Purification of recombinant M3 proteins of murine gammaherpesviruses 68 and 72 expressed in Escherichia coli

• Published in: Acta virologica (Anglickâa verze) Vol. 57; no. 1; p. 59
• Main Authors: Pančík, P, Bauerová-Hlinková, V, Kúdelová, M
• Format: Journal Article
• Language: English
• Published: Slovakia 2013
• Subjects: Animals; Blotting, Western; Cell Line; Chromatography, Ion Exchange; Cricetinae; Escherichia coli - genetics; Escherichia coli - metabolism; Female; Gene Expression; Genetic Vectors; Herpesviridae Infections - virology; Humans; Mice; Mutation; Nitrilotriacetic Acid - analogs & derivatives; Phosphatidylethanolamines; Recombinant Proteins; Rhadinovirus - genetics; Rhadinovirus - metabolism; Sequence Analysis, Protein; Species Specificity; Transgenes; Viral Proteins - genetics; Viral Proteins - isolation & purification; Viral Proteins - metabolism
• ISSN: 0001-723X
• DOI: 10.4149/av_2013_01_59

M3 proteins of 44 kDa of murine gammaherpesviruses 68 and 72 (MHV-68, MHV-72) were identified as herpesvirus vCKBP-3, soluble inhibitors of the host chemokine network providing a selective advantage for the virus by inhibiting the antiviral and inflammatory response during both acute and latent infection.
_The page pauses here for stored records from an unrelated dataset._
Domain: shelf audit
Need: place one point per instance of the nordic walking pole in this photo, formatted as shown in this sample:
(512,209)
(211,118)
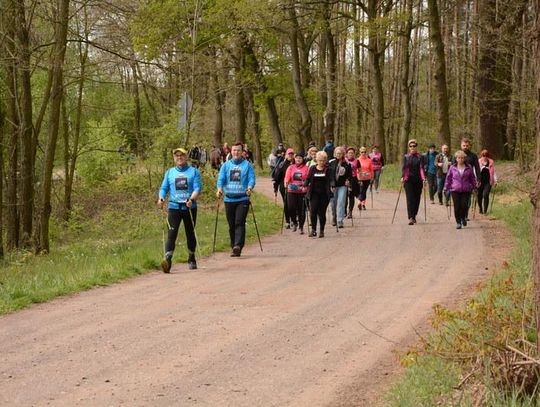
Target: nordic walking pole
(397,202)
(425,203)
(195,233)
(255,222)
(215,227)
(492,198)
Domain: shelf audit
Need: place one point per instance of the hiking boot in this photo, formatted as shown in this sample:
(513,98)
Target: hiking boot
(192,263)
(166,263)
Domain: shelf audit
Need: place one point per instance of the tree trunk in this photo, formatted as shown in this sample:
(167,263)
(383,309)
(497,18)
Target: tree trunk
(405,85)
(440,73)
(535,195)
(26,126)
(57,65)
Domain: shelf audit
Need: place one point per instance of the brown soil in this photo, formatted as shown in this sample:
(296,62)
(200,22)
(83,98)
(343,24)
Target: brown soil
(306,322)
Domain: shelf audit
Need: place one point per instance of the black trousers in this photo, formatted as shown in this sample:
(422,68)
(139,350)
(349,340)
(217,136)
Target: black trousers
(461,205)
(483,197)
(283,192)
(413,192)
(364,185)
(174,218)
(317,209)
(352,194)
(297,210)
(236,217)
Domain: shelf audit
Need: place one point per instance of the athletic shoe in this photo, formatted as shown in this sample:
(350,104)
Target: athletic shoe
(192,263)
(166,263)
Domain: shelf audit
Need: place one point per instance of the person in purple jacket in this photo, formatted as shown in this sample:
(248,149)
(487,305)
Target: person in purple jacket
(460,181)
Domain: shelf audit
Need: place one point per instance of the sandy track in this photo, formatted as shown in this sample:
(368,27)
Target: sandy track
(307,322)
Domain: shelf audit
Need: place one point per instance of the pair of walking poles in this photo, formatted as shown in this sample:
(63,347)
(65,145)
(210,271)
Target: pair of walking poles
(254,221)
(397,203)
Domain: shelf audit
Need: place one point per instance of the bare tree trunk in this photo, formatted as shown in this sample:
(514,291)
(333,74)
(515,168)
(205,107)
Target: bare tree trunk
(440,73)
(57,66)
(405,85)
(535,195)
(27,128)
(305,129)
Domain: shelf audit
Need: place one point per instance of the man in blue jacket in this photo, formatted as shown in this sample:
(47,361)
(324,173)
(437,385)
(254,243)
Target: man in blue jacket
(183,185)
(235,182)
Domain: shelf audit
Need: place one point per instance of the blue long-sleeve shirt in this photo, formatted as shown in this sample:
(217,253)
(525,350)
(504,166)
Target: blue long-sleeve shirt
(180,183)
(235,177)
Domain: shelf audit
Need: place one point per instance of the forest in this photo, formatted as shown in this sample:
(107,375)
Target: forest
(92,87)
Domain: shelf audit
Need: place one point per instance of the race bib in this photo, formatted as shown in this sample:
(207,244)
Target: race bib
(180,183)
(235,175)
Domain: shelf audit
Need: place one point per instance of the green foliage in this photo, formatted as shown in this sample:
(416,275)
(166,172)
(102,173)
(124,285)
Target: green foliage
(499,314)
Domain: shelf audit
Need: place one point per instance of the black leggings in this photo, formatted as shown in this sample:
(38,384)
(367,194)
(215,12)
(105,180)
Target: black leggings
(317,209)
(483,197)
(413,192)
(174,218)
(297,210)
(236,217)
(461,205)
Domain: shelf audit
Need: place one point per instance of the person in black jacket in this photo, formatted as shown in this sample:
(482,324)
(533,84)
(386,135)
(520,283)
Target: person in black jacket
(342,175)
(413,178)
(320,181)
(278,177)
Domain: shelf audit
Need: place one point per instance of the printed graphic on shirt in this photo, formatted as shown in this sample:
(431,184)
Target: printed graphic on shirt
(180,183)
(235,175)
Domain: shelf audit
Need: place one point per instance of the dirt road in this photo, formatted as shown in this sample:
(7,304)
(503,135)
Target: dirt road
(308,322)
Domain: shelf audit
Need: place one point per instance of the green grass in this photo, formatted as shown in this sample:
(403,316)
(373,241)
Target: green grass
(121,240)
(501,312)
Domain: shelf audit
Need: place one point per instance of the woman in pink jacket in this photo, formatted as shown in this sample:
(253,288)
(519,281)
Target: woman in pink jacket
(296,191)
(364,175)
(487,180)
(460,181)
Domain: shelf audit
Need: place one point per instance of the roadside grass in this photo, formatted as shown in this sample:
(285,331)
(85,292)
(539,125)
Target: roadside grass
(470,342)
(116,233)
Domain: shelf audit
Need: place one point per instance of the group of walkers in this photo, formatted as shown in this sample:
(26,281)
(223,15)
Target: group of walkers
(335,176)
(454,177)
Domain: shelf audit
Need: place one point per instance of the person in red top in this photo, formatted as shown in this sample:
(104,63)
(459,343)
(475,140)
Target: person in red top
(377,162)
(354,188)
(487,179)
(364,176)
(294,180)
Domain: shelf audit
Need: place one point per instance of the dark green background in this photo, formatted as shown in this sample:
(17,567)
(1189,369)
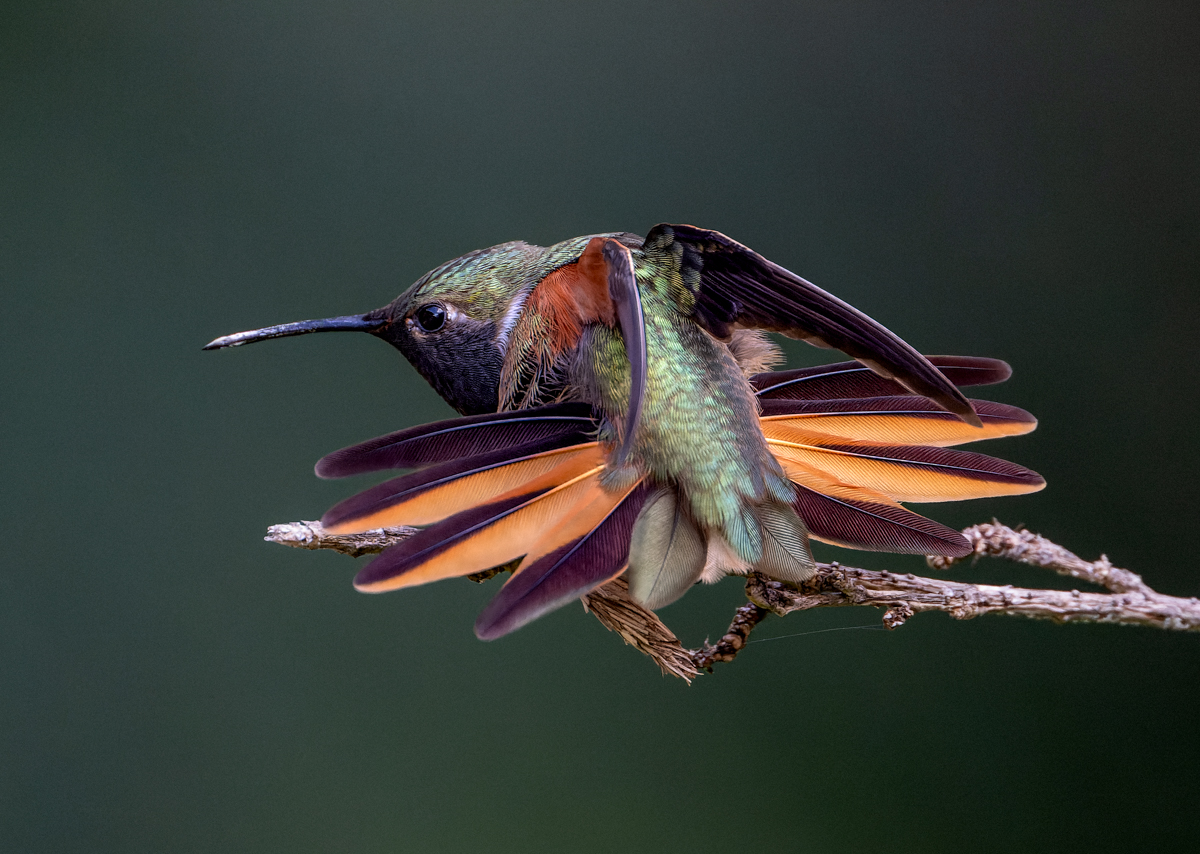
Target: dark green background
(1005,180)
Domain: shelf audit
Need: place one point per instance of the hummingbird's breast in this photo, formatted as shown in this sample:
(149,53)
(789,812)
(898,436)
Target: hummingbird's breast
(700,421)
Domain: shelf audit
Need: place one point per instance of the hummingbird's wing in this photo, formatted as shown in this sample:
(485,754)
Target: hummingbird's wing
(853,379)
(730,286)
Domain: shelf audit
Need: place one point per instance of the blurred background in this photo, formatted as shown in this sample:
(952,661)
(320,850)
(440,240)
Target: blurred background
(1013,180)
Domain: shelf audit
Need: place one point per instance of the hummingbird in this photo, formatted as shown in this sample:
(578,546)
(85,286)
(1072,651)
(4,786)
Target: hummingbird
(619,416)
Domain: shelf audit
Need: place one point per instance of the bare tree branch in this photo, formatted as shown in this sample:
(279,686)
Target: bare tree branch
(1129,600)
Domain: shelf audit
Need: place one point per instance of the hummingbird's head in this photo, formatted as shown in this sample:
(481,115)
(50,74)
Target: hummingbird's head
(454,323)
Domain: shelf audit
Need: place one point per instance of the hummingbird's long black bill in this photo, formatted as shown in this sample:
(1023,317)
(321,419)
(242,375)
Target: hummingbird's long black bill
(349,323)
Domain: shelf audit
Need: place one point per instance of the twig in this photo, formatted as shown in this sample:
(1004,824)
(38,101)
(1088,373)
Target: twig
(1129,601)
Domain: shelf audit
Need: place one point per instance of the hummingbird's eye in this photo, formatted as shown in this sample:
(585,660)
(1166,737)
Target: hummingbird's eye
(431,318)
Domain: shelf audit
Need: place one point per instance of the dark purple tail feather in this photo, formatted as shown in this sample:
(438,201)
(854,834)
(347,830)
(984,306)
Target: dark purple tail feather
(895,404)
(855,379)
(429,542)
(405,487)
(565,573)
(949,461)
(569,424)
(876,527)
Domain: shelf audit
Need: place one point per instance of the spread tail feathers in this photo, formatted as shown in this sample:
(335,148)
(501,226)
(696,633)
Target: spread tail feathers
(528,483)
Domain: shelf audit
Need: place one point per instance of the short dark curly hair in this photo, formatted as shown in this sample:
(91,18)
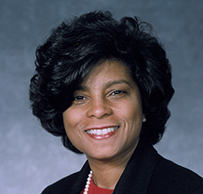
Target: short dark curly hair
(73,50)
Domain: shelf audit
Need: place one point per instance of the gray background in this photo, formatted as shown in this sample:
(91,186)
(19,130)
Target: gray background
(30,157)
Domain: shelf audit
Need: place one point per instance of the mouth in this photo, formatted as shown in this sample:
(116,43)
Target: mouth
(102,133)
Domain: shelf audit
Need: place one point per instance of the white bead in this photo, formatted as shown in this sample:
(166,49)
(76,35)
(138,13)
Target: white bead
(87,183)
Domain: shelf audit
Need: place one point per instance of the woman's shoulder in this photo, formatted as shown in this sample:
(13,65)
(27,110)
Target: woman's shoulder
(61,185)
(175,177)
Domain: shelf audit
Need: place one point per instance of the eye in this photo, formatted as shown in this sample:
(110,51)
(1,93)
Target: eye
(118,93)
(79,99)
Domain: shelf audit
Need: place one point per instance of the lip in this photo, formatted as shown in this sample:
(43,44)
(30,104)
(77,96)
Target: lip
(102,132)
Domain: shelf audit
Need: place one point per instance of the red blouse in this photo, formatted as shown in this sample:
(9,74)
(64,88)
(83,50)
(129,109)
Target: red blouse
(93,189)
The MHV-72 M3 protein was found to contain a single mutation (Asp307Gly) near its chemokine-binding domain and differ from that of MHV-68 in the ability to bind some human chemokines. In this study, we optimized the expression of his-tagged M3 proteins of MHV-68 and MHV-72 in Escherichia coli and their purification by Ni-NTA chromatography under both denaturing and native conditions. The integrity of the N-terminus of the MHV-72 M3 protein was verified by partial sequencing. The results showed that E. coli is useful for the preparation of native, recombinant M3 proteins of murine gammaherpesviruses in sufficient quantity and purity for further biological studies.